Millenniums ago, women were not seen or thought of to be intelligent or strong. Although different countries treated women in incomparable ways, women were mainly seen as only mothers and caretakers; some were simply meant to bear a male offspring for her husband. It was unusual to see a woman mathematician, philosopher or scientist, but Hypatia was a woman who changed all of that. She was a catalyst for opening a world to women in philosophy and science; she proved that women could do more than only bear children. Hypatia was born in Alexandria, Egypt and gained her knowledge from her father, focused mainly on her work with many accomplishments, and died tragically due to a battle unrelated to her.
While there are different debates regarding Hypatia’s life, one thing all historians agree on is that she was born in Alexandria, Egypt.

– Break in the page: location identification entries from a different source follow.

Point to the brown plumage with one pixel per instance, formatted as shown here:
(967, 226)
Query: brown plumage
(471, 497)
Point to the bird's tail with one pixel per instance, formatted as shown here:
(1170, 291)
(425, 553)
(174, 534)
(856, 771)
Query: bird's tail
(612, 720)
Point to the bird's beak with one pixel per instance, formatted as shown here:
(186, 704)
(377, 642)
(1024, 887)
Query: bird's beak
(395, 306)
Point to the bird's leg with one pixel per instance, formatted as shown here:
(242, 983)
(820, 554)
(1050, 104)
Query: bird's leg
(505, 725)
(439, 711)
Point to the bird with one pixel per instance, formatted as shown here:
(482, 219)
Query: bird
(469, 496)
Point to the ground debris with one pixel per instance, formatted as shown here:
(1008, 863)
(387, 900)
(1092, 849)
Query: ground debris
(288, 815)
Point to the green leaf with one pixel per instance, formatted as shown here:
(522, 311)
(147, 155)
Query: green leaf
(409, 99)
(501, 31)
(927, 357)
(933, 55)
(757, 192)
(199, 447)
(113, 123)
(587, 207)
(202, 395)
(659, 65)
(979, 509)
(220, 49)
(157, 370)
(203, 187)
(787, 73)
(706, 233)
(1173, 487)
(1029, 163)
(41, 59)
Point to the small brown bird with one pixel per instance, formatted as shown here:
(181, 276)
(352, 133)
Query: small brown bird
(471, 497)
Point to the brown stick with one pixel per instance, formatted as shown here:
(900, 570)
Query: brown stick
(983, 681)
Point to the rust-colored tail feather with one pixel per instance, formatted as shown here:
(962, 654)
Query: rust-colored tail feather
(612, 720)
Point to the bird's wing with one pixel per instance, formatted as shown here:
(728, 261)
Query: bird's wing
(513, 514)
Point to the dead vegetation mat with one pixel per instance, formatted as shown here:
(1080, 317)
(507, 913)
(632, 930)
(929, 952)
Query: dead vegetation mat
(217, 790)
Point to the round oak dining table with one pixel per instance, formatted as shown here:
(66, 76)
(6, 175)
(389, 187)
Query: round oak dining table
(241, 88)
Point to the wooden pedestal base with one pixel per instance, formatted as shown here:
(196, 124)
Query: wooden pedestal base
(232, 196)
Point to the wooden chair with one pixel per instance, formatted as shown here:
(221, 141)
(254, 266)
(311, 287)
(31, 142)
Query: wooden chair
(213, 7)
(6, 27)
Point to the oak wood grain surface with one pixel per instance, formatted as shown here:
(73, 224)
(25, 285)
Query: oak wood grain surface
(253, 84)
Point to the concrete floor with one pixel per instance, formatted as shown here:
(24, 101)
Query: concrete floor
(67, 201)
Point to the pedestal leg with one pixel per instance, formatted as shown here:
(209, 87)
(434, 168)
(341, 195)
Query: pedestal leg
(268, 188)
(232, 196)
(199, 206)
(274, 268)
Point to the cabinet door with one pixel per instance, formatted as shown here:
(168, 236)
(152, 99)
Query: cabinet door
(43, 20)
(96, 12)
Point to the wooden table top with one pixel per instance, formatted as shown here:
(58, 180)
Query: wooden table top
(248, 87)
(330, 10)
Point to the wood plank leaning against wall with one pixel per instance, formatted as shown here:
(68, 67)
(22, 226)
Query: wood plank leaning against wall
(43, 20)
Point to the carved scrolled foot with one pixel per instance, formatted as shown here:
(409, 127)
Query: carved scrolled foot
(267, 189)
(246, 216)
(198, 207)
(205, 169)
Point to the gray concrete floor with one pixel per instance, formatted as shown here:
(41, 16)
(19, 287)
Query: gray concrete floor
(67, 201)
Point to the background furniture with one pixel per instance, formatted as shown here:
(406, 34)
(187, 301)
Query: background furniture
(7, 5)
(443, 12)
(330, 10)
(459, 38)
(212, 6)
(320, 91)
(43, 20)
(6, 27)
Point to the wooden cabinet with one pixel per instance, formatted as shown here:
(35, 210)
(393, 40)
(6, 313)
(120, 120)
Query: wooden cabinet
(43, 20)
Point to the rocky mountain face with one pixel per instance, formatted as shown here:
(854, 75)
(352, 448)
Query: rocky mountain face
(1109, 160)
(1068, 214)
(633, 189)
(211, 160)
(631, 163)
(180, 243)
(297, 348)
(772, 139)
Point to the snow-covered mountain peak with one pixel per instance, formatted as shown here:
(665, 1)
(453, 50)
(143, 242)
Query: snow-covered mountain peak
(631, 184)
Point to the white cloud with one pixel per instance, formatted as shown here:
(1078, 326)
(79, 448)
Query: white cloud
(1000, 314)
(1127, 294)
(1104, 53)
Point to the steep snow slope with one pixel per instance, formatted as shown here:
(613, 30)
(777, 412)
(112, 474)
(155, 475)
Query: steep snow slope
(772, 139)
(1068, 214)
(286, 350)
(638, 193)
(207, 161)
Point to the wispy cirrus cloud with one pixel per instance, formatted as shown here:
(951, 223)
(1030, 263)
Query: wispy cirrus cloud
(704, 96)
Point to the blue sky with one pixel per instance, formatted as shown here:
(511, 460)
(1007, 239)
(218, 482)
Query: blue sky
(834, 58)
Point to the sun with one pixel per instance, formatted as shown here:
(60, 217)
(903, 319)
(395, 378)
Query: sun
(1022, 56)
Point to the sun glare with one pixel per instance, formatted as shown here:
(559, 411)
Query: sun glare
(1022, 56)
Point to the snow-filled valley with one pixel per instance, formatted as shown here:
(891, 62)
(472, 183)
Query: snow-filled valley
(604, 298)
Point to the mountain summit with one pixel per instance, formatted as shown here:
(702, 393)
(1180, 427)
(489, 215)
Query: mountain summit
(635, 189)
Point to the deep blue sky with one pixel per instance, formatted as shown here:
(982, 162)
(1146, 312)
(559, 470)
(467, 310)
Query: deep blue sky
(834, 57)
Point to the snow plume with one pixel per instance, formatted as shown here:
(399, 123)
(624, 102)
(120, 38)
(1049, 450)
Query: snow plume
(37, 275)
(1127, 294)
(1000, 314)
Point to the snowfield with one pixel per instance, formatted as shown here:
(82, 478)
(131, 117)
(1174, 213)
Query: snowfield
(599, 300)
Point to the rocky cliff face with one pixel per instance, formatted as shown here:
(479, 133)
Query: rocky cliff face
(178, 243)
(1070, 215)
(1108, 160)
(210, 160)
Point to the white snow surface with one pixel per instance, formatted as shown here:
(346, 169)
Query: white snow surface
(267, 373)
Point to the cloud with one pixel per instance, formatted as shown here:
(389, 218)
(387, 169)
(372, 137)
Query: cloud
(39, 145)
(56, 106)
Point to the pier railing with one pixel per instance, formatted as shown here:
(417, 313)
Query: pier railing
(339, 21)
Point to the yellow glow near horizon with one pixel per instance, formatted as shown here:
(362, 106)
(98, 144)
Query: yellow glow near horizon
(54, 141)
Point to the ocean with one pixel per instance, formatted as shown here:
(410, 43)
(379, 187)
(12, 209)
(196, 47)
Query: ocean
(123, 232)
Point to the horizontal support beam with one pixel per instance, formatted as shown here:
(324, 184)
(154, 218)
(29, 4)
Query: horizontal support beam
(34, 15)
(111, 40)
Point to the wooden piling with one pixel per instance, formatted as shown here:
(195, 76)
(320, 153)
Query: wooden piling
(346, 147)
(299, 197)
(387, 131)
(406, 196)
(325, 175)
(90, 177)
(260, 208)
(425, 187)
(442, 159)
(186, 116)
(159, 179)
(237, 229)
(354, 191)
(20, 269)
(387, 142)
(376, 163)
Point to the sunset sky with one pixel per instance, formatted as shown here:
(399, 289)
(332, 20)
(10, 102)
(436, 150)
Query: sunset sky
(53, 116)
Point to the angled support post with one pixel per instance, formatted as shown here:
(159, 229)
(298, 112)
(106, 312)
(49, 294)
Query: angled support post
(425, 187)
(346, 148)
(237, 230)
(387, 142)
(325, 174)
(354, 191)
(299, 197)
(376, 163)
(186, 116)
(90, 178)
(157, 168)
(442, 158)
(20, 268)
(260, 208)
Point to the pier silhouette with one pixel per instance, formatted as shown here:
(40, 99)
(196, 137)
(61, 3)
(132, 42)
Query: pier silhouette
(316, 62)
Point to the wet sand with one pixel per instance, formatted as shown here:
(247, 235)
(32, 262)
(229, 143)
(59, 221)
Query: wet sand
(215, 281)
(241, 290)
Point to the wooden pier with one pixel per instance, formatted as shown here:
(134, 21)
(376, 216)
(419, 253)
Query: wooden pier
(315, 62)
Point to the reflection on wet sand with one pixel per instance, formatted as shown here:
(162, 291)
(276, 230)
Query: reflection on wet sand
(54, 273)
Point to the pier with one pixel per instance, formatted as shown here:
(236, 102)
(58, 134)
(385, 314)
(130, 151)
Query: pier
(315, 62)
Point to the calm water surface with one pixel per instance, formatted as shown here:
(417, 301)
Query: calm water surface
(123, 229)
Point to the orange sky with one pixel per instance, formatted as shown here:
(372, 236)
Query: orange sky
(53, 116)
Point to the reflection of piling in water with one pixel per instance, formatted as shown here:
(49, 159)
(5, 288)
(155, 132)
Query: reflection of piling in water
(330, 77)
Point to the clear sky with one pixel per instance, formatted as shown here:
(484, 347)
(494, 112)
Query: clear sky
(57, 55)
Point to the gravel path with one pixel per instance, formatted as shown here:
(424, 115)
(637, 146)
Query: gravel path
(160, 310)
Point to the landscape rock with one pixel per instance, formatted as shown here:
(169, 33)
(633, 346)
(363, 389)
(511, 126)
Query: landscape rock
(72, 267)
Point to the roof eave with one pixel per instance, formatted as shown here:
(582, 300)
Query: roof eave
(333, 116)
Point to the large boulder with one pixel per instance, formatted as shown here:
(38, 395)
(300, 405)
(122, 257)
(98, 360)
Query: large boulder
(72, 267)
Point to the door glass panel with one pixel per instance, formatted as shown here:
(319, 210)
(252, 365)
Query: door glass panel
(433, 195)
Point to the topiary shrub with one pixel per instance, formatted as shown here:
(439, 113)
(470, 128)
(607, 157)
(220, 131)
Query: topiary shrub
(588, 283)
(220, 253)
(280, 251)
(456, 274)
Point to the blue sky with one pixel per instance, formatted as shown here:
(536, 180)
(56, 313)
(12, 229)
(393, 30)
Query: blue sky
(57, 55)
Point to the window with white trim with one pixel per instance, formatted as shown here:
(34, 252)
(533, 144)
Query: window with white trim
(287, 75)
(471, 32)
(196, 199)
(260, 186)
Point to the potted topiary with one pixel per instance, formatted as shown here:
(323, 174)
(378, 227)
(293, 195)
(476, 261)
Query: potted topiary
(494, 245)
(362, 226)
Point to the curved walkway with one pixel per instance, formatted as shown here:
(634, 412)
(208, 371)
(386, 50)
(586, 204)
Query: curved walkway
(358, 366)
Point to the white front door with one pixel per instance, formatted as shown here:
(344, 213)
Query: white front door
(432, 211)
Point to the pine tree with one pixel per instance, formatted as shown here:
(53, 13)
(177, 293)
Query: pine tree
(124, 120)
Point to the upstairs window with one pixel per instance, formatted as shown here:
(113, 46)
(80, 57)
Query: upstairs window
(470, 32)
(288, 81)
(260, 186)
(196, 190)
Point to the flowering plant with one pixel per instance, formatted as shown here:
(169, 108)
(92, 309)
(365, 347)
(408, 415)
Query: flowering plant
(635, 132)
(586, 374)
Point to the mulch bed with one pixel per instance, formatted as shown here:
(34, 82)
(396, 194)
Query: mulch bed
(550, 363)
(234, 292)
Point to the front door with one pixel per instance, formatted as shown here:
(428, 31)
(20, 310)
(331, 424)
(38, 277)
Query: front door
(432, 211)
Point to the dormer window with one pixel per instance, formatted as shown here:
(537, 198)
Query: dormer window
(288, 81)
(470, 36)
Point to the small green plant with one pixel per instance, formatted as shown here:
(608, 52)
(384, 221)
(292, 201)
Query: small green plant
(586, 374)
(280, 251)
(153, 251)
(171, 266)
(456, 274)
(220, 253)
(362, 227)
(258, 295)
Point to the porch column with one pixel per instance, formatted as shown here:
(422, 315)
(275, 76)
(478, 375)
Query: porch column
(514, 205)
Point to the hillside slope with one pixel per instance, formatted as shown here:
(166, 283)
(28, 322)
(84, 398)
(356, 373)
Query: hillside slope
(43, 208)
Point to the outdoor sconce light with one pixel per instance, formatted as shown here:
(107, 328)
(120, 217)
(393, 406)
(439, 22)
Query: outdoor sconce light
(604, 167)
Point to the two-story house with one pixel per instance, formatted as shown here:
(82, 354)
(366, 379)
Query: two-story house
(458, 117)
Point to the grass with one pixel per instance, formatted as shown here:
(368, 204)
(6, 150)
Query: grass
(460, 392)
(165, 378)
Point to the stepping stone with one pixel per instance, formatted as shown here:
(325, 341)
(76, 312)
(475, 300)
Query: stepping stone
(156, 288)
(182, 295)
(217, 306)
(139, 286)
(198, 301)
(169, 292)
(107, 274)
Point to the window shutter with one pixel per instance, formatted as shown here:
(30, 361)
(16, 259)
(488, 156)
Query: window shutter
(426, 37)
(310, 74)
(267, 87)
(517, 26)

Alexandria plays a huge role in ancient Egypt, as it is “the second largest city of Egypt; it was founded in 332 BC by Alexander the Great, and was a major center of Hellenistic culture, renowned for its library (the largest library in the ancient world); and for the Lighthouse of Alexandria (Pharos), one of the Seven Wonders of the Ancient World” (One World Nations Online). Perhaps the interesting history Alexandria holds is why it remains to be a tourist destination. “After Alexander the Great’s death in 323 BC, Ptolemy became the ruler of Egypt; Alexandria was the capital of Ptolemy’s kingdom, in which he founded the Alexandria Museum” (Williams). Not only is Alexandria known for largest library in the ancient world and the Pharos, but Hypatia also plays an important role in ancient Alexandria.
Many women in this day were not taught the things Hypatia was, but thanks to her father Theon, she was well educated. “Theon was considered one of the most educated men in Alexandra, Egypt, and raised Hypatia in a world of education” (Adair). One of the previously mentioned debates was over Hypatia’s... [continues]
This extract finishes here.